Ah yes, the mark of a great EP release: 4 gritty, unpolished tracks that sound as if they were feverishly recorded once inspiration struck. That’s what can be said for a modern supergroup side project of sorts, Waterloo Teeth, which consists of Seb Mueller on lead vox and bass, Joey Armstrong on drums – both respectively from SoCal’s SWMRS, and Jakob Danger on guitar (Joey’s younger brother) who fronts his own project under his own birth name.

Released on Uncool Records, an independent label founded by the members of SWMRS themselves, the quartet collection of songs on caters more directly to the band’s personal musical interests outside of their primary projects. This being heavily, if not entirely, a product of high level romanticization and adoration of The Replacements. With a chugging guitar mimicking the classic sound of Midwestern rock and roll, and a proper amount of crunch to make you suspect Faces were also a large part of the inspiration puzzle. Only logical the the band will be supporting Tommy Stinson’s band, Bash & Pop, on their upcoming run of dates.

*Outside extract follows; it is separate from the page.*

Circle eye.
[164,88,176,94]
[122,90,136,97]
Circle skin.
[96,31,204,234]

Lyrically, Muller for half the e.p. switches between stream of consciousness confessions with imagery of standard suburbia–what you can expect from tracks entitled, “Big Green Lawn” and “Vernon Market”–while tidying it up with a concrete chorus. “Cutting class on a weekday / walking down the sidewalk / staring at the sky / wondering why these days go by” easily sets the precedent of what to expect from Waterloo. And what would a rock and roll release be without a mention of boredom and abundant whiskey consumption? Hardly anything for them.

For the remaining half, or side B of the hopefully to be released cassettes spotted on their Instagram, the pattern is broken by a higher-gear punk backbeat in, “Over You” along with a more personal lyrical about, perhaps, a romantic interest in, “Strangers.” Both proving to be effective to create enough variation that keeps the listener interested.

Though side projects tend to fade as their not the primary outlet for musicians, and because realistically, they can fall flat in comparison to the main musical projects, Waterloo Teeth have created a notable and charming EP. But will they record more? Well, the ball’s in their court.